【story】ゴジラと椿~京急久里浜駅
久里浜は不思議な街だ。
京急久里浜駅前はWing久里浜があるし、主要なお店は揃っている。
商店街もある。買い物に困ることはない。
それに大きなイオンモールがあるから、もっと買い物が便利になった。
だが、一歩駅から離れると、自然と海が広がる。
東京フェリー発着場である久里浜港。
浦賀港に上陸したとされる、ペリーの記念館は久里浜にある。
そのペリー記念館からちょっと行った先にあるのが「くりはま花の国」。
本当は秋に、コスモス園を見に行くつもりだった。
今は冬。
コスモスは終了し、春のポピー園の準備に入った。
趣味でカメラをやっている。一眼レフカメラで街を散策しながら撮影するのが好きで、電車に乗って遠出してはその場所でのグルメと景色、花などの撮影を楽しんでいるのだが…。
特にメインとなる花が咲いていないこの時期に、何故私は久里浜に来たのか。
ある日。LINEにメッセージが届いた。
基本的に自分からLINEを送るのは連絡事項がある時のみで、LINE本来のリアルタイムな会話をするためにはあまり使わない。だとしたら電話した方が早いから。
メッセージの相手は…以前同じ職場で同僚だった後輩。水野くん。
水野くんのLINEがあることも忘れていたぐらい驚いた。
『ご無沙汰しています。お元気ですか。
以前、高石さんが写真を撮るのが趣味という話を思い出して、良かったら久里浜にいらっしゃいませんか。くりはま花の国にいるゴジラがライトアップするんです。』
”くりはま花の国にいるゴジラ”?
花の写真を撮ることしか考えていなかったが、確かにホームページを確認すると「ゴジラ」がいることがわかった。

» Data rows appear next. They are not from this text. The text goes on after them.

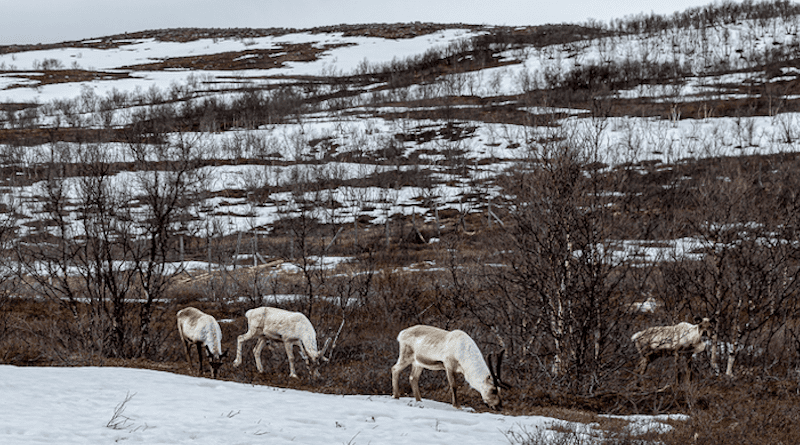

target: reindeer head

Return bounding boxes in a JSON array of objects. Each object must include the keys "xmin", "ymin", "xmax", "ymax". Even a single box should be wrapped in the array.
[{"xmin": 481, "ymin": 349, "xmax": 511, "ymax": 411}]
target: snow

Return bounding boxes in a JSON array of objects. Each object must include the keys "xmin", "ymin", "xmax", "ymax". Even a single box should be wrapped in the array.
[{"xmin": 0, "ymin": 365, "xmax": 632, "ymax": 445}]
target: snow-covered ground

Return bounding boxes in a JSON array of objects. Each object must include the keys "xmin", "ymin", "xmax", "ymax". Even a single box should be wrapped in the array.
[{"xmin": 0, "ymin": 365, "xmax": 680, "ymax": 445}]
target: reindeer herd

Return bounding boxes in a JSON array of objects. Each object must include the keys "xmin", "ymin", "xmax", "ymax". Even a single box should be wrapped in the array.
[{"xmin": 177, "ymin": 306, "xmax": 715, "ymax": 410}]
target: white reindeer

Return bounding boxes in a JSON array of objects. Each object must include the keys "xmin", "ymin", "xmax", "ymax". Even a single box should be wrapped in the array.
[
  {"xmin": 631, "ymin": 317, "xmax": 715, "ymax": 378},
  {"xmin": 233, "ymin": 306, "xmax": 332, "ymax": 378},
  {"xmin": 392, "ymin": 325, "xmax": 510, "ymax": 410},
  {"xmin": 177, "ymin": 307, "xmax": 228, "ymax": 378}
]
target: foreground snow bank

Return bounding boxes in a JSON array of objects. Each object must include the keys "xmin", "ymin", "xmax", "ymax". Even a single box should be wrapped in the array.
[{"xmin": 0, "ymin": 365, "xmax": 576, "ymax": 445}]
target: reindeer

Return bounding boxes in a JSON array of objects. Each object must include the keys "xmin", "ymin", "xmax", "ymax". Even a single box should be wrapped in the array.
[
  {"xmin": 631, "ymin": 317, "xmax": 716, "ymax": 380},
  {"xmin": 392, "ymin": 325, "xmax": 511, "ymax": 410},
  {"xmin": 177, "ymin": 307, "xmax": 228, "ymax": 378},
  {"xmin": 233, "ymin": 306, "xmax": 336, "ymax": 378}
]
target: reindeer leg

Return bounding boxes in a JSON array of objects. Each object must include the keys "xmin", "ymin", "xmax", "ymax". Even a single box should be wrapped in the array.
[
  {"xmin": 283, "ymin": 341, "xmax": 299, "ymax": 379},
  {"xmin": 183, "ymin": 339, "xmax": 192, "ymax": 371},
  {"xmin": 408, "ymin": 365, "xmax": 422, "ymax": 402},
  {"xmin": 253, "ymin": 337, "xmax": 267, "ymax": 372},
  {"xmin": 445, "ymin": 368, "xmax": 458, "ymax": 408},
  {"xmin": 392, "ymin": 347, "xmax": 412, "ymax": 399},
  {"xmin": 195, "ymin": 343, "xmax": 203, "ymax": 376}
]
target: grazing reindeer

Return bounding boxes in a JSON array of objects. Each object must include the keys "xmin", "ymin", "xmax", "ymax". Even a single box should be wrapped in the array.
[
  {"xmin": 631, "ymin": 317, "xmax": 716, "ymax": 379},
  {"xmin": 178, "ymin": 307, "xmax": 228, "ymax": 378},
  {"xmin": 392, "ymin": 325, "xmax": 511, "ymax": 410},
  {"xmin": 233, "ymin": 306, "xmax": 334, "ymax": 378}
]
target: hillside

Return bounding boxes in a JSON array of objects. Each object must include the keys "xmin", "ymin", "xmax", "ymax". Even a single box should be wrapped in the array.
[{"xmin": 0, "ymin": 1, "xmax": 800, "ymax": 443}]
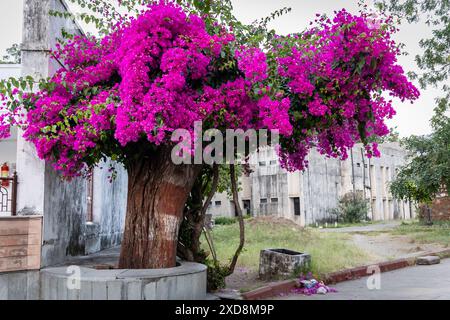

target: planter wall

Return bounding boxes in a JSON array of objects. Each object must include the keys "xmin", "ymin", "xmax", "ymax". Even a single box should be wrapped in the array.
[{"xmin": 0, "ymin": 216, "xmax": 42, "ymax": 272}]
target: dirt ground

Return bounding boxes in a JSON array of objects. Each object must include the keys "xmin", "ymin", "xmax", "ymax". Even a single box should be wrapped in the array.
[{"xmin": 226, "ymin": 222, "xmax": 446, "ymax": 291}]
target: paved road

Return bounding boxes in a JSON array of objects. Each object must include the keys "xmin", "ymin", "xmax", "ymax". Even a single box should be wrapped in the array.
[
  {"xmin": 319, "ymin": 221, "xmax": 401, "ymax": 233},
  {"xmin": 279, "ymin": 259, "xmax": 450, "ymax": 300}
]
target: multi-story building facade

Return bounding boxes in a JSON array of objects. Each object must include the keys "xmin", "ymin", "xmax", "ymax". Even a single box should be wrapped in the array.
[{"xmin": 208, "ymin": 143, "xmax": 415, "ymax": 226}]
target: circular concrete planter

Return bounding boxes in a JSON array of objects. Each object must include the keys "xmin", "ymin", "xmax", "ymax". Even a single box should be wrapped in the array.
[{"xmin": 40, "ymin": 262, "xmax": 206, "ymax": 300}]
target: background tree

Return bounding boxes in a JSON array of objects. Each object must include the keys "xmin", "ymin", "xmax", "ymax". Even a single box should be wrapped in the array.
[
  {"xmin": 376, "ymin": 0, "xmax": 450, "ymax": 113},
  {"xmin": 0, "ymin": 0, "xmax": 419, "ymax": 270}
]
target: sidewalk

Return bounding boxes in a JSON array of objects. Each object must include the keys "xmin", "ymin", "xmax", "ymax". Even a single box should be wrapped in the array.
[{"xmin": 275, "ymin": 259, "xmax": 450, "ymax": 300}]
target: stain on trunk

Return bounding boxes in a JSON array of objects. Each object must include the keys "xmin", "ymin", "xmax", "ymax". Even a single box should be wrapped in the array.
[{"xmin": 119, "ymin": 147, "xmax": 201, "ymax": 269}]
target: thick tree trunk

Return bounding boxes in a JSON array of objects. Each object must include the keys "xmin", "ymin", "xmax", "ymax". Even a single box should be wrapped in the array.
[{"xmin": 119, "ymin": 149, "xmax": 200, "ymax": 269}]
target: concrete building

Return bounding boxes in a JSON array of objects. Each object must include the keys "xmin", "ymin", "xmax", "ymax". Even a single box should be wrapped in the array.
[{"xmin": 208, "ymin": 143, "xmax": 415, "ymax": 226}]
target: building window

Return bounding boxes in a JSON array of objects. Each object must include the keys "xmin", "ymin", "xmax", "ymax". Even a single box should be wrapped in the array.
[{"xmin": 292, "ymin": 197, "xmax": 300, "ymax": 216}]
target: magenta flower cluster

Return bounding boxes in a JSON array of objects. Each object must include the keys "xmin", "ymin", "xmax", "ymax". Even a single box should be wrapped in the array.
[{"xmin": 0, "ymin": 2, "xmax": 419, "ymax": 177}]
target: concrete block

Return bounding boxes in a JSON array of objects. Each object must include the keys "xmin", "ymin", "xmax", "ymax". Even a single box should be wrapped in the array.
[
  {"xmin": 49, "ymin": 277, "xmax": 58, "ymax": 300},
  {"xmin": 0, "ymin": 273, "xmax": 9, "ymax": 300},
  {"xmin": 8, "ymin": 271, "xmax": 27, "ymax": 300},
  {"xmin": 27, "ymin": 271, "xmax": 40, "ymax": 300},
  {"xmin": 80, "ymin": 281, "xmax": 92, "ymax": 300},
  {"xmin": 67, "ymin": 289, "xmax": 81, "ymax": 300},
  {"xmin": 416, "ymin": 256, "xmax": 441, "ymax": 265}
]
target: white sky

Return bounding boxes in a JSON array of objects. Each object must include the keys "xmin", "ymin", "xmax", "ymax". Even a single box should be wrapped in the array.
[{"xmin": 0, "ymin": 0, "xmax": 439, "ymax": 136}]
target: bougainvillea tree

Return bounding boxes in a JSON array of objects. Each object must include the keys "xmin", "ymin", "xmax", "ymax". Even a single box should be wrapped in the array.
[{"xmin": 0, "ymin": 2, "xmax": 419, "ymax": 268}]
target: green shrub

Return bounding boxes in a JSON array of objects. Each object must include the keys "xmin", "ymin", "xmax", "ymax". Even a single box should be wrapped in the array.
[
  {"xmin": 331, "ymin": 192, "xmax": 369, "ymax": 223},
  {"xmin": 214, "ymin": 217, "xmax": 237, "ymax": 226}
]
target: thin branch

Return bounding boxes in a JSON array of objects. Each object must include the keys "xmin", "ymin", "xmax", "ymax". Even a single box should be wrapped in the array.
[
  {"xmin": 229, "ymin": 164, "xmax": 245, "ymax": 274},
  {"xmin": 200, "ymin": 163, "xmax": 219, "ymax": 264}
]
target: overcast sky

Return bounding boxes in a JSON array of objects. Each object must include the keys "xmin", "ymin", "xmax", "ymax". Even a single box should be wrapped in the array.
[{"xmin": 0, "ymin": 0, "xmax": 439, "ymax": 136}]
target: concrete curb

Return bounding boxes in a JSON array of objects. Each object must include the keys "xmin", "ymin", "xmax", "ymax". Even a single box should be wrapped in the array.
[{"xmin": 242, "ymin": 249, "xmax": 450, "ymax": 300}]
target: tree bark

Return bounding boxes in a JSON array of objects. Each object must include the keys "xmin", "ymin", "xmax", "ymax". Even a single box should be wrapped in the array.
[{"xmin": 119, "ymin": 148, "xmax": 201, "ymax": 269}]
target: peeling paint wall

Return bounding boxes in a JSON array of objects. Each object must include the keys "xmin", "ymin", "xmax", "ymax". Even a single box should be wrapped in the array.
[
  {"xmin": 209, "ymin": 143, "xmax": 415, "ymax": 226},
  {"xmin": 18, "ymin": 0, "xmax": 128, "ymax": 267}
]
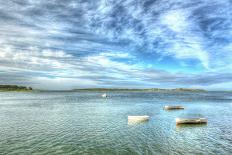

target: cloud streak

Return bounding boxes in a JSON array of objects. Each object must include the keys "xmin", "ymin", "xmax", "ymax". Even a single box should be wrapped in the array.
[{"xmin": 0, "ymin": 0, "xmax": 232, "ymax": 89}]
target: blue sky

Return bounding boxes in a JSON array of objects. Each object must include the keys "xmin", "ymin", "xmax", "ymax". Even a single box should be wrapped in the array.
[{"xmin": 0, "ymin": 0, "xmax": 232, "ymax": 90}]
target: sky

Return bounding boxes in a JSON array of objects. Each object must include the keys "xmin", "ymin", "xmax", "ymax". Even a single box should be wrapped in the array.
[{"xmin": 0, "ymin": 0, "xmax": 232, "ymax": 90}]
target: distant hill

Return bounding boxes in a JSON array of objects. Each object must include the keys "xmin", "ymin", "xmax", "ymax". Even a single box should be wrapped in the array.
[
  {"xmin": 0, "ymin": 85, "xmax": 33, "ymax": 91},
  {"xmin": 73, "ymin": 88, "xmax": 206, "ymax": 92}
]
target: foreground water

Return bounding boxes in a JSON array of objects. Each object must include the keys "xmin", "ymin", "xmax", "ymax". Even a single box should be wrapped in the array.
[{"xmin": 0, "ymin": 92, "xmax": 232, "ymax": 155}]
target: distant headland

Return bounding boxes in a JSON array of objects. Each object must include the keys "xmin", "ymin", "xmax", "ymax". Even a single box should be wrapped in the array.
[
  {"xmin": 0, "ymin": 85, "xmax": 33, "ymax": 92},
  {"xmin": 0, "ymin": 85, "xmax": 207, "ymax": 92},
  {"xmin": 73, "ymin": 88, "xmax": 206, "ymax": 92}
]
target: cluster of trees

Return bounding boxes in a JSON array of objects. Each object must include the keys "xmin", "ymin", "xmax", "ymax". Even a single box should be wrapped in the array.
[
  {"xmin": 74, "ymin": 88, "xmax": 205, "ymax": 92},
  {"xmin": 0, "ymin": 85, "xmax": 32, "ymax": 91}
]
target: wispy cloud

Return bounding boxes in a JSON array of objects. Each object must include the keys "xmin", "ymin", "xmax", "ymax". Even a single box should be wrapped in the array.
[{"xmin": 0, "ymin": 0, "xmax": 232, "ymax": 89}]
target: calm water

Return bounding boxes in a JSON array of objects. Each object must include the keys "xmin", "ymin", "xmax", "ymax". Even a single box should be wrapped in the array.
[{"xmin": 0, "ymin": 92, "xmax": 232, "ymax": 155}]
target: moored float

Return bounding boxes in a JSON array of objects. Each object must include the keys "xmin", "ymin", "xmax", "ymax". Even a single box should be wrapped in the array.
[
  {"xmin": 128, "ymin": 115, "xmax": 149, "ymax": 123},
  {"xmin": 176, "ymin": 118, "xmax": 207, "ymax": 125},
  {"xmin": 102, "ymin": 93, "xmax": 107, "ymax": 98},
  {"xmin": 164, "ymin": 105, "xmax": 184, "ymax": 110}
]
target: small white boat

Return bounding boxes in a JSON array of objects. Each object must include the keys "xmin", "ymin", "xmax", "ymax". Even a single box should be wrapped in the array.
[
  {"xmin": 128, "ymin": 115, "xmax": 149, "ymax": 123},
  {"xmin": 176, "ymin": 118, "xmax": 207, "ymax": 125},
  {"xmin": 164, "ymin": 105, "xmax": 184, "ymax": 110},
  {"xmin": 102, "ymin": 93, "xmax": 107, "ymax": 98}
]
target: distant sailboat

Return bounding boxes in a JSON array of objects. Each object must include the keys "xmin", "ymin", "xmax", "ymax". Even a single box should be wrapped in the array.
[{"xmin": 102, "ymin": 93, "xmax": 107, "ymax": 98}]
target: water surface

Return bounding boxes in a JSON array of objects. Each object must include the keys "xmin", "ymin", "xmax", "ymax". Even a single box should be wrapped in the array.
[{"xmin": 0, "ymin": 92, "xmax": 232, "ymax": 155}]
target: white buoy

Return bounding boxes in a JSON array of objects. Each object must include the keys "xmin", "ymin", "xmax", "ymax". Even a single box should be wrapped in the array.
[
  {"xmin": 176, "ymin": 118, "xmax": 207, "ymax": 125},
  {"xmin": 128, "ymin": 115, "xmax": 149, "ymax": 123},
  {"xmin": 164, "ymin": 105, "xmax": 184, "ymax": 110},
  {"xmin": 102, "ymin": 93, "xmax": 107, "ymax": 98}
]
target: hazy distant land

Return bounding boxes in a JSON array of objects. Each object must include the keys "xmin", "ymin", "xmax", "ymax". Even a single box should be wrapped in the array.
[
  {"xmin": 0, "ymin": 85, "xmax": 206, "ymax": 92},
  {"xmin": 0, "ymin": 85, "xmax": 33, "ymax": 92}
]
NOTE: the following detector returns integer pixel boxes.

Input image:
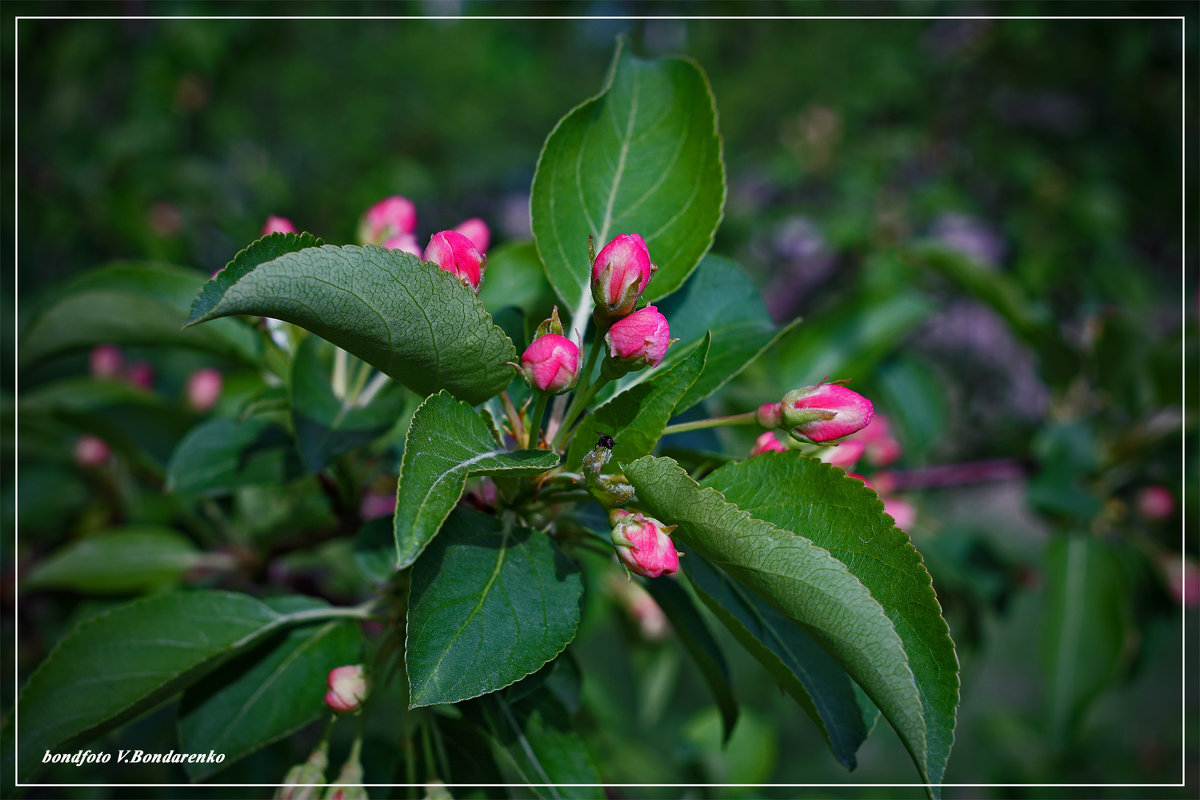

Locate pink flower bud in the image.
[425,230,484,291]
[325,664,367,714]
[187,367,224,413]
[880,498,917,530]
[608,509,679,578]
[820,439,866,469]
[754,403,784,431]
[383,234,421,258]
[125,361,154,391]
[72,435,113,469]
[1138,485,1175,522]
[592,234,658,317]
[604,306,671,371]
[750,431,787,458]
[359,194,416,245]
[782,384,875,443]
[262,216,296,236]
[518,333,580,395]
[88,344,125,378]
[854,414,900,467]
[454,217,492,253]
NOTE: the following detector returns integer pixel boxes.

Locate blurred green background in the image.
[4,2,1200,798]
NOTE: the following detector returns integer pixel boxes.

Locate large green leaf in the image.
[625,457,929,796]
[644,581,738,741]
[288,336,407,473]
[1040,535,1132,740]
[394,392,558,569]
[17,591,344,780]
[566,333,710,469]
[179,596,362,781]
[622,254,800,414]
[406,509,583,708]
[704,451,959,783]
[529,40,725,328]
[686,554,880,770]
[167,417,304,494]
[187,236,516,403]
[18,263,262,369]
[23,525,205,594]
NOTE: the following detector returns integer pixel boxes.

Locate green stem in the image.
[526,392,550,447]
[554,374,608,450]
[662,411,758,435]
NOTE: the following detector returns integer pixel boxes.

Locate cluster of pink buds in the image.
[359,194,492,291]
[88,344,154,391]
[608,509,680,578]
[325,664,367,714]
[755,383,875,444]
[512,306,580,395]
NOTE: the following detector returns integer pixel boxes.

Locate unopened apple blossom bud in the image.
[517,333,580,395]
[750,431,787,458]
[359,194,416,245]
[71,435,113,469]
[592,234,658,317]
[322,752,368,800]
[817,439,866,469]
[782,384,875,443]
[533,306,563,339]
[604,306,673,377]
[383,234,421,258]
[125,361,154,391]
[275,739,329,800]
[1138,485,1175,522]
[187,367,224,413]
[262,216,296,236]
[88,344,125,379]
[880,498,917,530]
[425,230,485,293]
[325,664,367,714]
[608,509,679,578]
[754,403,784,431]
[454,217,492,253]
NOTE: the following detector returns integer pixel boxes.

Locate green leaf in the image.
[167,417,304,494]
[23,525,205,595]
[529,40,725,320]
[395,392,558,569]
[566,333,712,470]
[288,336,407,473]
[643,581,738,741]
[17,591,350,780]
[686,554,880,770]
[187,237,516,403]
[625,456,929,796]
[406,509,583,708]
[479,239,550,314]
[623,254,800,414]
[1040,535,1133,741]
[704,451,959,783]
[470,688,605,799]
[179,596,362,781]
[17,263,262,369]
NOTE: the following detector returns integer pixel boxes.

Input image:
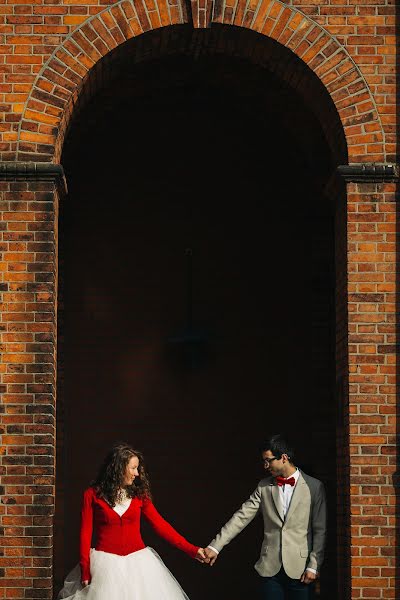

水野くんのご実家は、その隣の駅、北久里浜なのだが…LINEにはメッセージに続きがあって
『高石さんにお話したいことがあって、夜ですがお会い出来ますか?』
LINEで長々とやり取りするのもと思い、一回電話をしてみたのだが…
水野くんは電話に出なかった。
あまりしつこく電話するのもとすんなり諦め、日程調整をしたという訳だった。
私の自宅から久里浜まで行くのは正直小旅行。しかもゴジラのライトアップまで見て帰るとなると明らかに遅くなるため、土曜日にした。
待ち合わせ場所を現地、くりはま花の国にした。
水野くんから改めて、話したいことがあると来ると…さすがにある程度想像出来る。聞かれることは恐らくひとつ…恋愛話だと思う。
仕事とかで相談したいことなら、LINEで済む。
それ以外の雑談でも、LINEで済む。それか電話で済む。
勿体振っての今日、それでゴジラのライトアップ…
ひとつ引っかかるのは、”ゴジラのライトアップ”だ。
ゴジラのライトアップは、果たしてロマンティックがどうか。
興味は無いわけではなかったので、一眼レフカメラは持ってきた。
待ち合わせの時間よりも早く着いてしまったので、先にゴジラがいるところまで…これは予想以上に緩やかなきつい登り坂…動きやすく寒くない格好で来て正解…辛い、辛すぎる。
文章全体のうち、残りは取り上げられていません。